Rather than looking for "$env:HOMEDIR", I'm looking for a way to query the home directory of a different user account. The powershell equivalent of "~bob".
I attempted using [ADSI]:
# After creating a local account called 'other.user'
PS> $user = [ADSI]'WinNT://localhost/other.user,user'
PS> $user.name
other.user
PS> $user.HomeDirectory
PS>
even when executed from the Administrator account in an elevated powershell.
For sanity, I tried doing the same check on the existing user:
PS> $user = [ADSI]('WinNT://localhost/{0},user' -f [Environment]::UserName)
PS> $user.name
this.user # paraphrase
PS> $user.HomeDirectory
PS> $user.properties.HomeDirectory
PS>
You can combine Get-CimInstance with Get-LocalUser:
$userName = 'other.user'
(
Get-CimInstance Win32_UserProfile -Filter "SID = '$((Get-LocalUser $userName).Sid)'"
).LocalPath
This outputs the path of the targeted user's profile directory, such as C:\Users\other.user.
Note: The profile directory is typically, but not necessarily the same as a user's home directory - the latter can be configured to point elsewhere, such as to a network share, and is reflected in a pair of environment variables for the current user, HOMEDRIVE and HOMEPATH.
To get the true home directory:
If the targeted user is stored in Active Directory, the following may work (untested):
$userName = 'other.user'
$user = Get-ADUser $userName -Property HomeDrive, HomeDirectory
'{0}{1}' -f $user.HomeDrive, $user.HomeDirectory
For a local-only user:
I'm personally not aware of a method, given that the HOMEDRIVE and HOMEPATH environment variables are dynamically added to the registry, when that user logs on to a window station (creates an OS session), under HKEY_CURRENT_USER\Volatile Environment. By contrast, if you load another user's profile file (the hidden NTUSER.DAT file located in the user's profile directory) into the registry on demand, such as via reg.exe load or via the CreateProcessWithLogon() WinAPI function (as also used by runas.exe[1]), these values are not added.

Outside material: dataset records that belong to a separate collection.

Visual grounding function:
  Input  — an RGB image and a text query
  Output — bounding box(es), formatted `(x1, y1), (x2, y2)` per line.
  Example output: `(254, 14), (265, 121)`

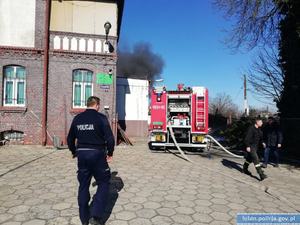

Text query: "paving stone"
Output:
(107, 220), (128, 225)
(2, 222), (21, 225)
(115, 211), (136, 221)
(135, 209), (156, 219)
(52, 203), (71, 210)
(46, 217), (69, 225)
(151, 216), (173, 225)
(129, 218), (152, 225)
(22, 220), (46, 225)
(0, 144), (300, 225)
(210, 212), (231, 221)
(175, 206), (195, 215)
(192, 213), (213, 223)
(0, 213), (13, 223)
(8, 205), (30, 214)
(195, 199), (212, 206)
(123, 203), (143, 212)
(171, 214), (193, 224)
(156, 208), (176, 216)
(210, 204), (230, 213)
(143, 202), (161, 209)
(164, 195), (181, 201)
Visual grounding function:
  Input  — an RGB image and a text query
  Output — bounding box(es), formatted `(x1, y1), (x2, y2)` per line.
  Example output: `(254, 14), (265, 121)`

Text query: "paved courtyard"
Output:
(0, 141), (300, 225)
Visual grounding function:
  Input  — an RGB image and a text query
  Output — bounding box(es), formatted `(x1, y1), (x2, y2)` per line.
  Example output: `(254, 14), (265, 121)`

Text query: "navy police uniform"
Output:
(67, 109), (115, 224)
(243, 125), (267, 180)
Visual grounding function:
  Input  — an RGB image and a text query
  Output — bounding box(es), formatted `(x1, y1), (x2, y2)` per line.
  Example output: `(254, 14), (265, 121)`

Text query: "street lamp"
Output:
(104, 21), (111, 43)
(104, 21), (115, 53)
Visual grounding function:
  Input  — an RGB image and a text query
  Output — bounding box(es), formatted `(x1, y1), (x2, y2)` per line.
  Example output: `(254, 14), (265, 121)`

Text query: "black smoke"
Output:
(117, 43), (165, 81)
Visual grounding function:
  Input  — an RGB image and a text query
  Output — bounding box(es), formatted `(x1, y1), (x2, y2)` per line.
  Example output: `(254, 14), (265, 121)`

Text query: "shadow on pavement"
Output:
(102, 171), (124, 223)
(222, 159), (259, 180)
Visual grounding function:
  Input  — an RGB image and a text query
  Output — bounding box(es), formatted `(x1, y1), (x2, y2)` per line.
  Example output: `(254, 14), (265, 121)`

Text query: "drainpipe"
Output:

If someone knows if and where the home-directory information is contained in the non-volatile information of a user's profile (as accessible via the registry after loading it), do let us know.
As for what you tried:
The relevant properties of the System.DirectoryServices.DirectoryEntry (whose type accelerator is [adsi]) instance should be .Profile and .HomeDirDrive / .HomeDirectory, but at least on my Windows 10 machine they aren't populated; e.g.:
PS> ([adsi] 'WinNT://localhost/jdoe,user') | Format-List *
# ...
HomeDirectory : {}
# ...
Profile : {}
HomeDirDrive : {}
# ...
[1] Beware that something like runas.exe /profile /user:$userName cmd /c echo %HOMEDRIVE%HOMEPATH% in effect reports %HOMEDRIVE% as C: and %HOMEPATH% as \Windows\System32(!), based on the behavior of CreateProcessWithLogon(), which - strangely - sets these variables to the working directory of the launched process, which defaults to C:\Windows\System32.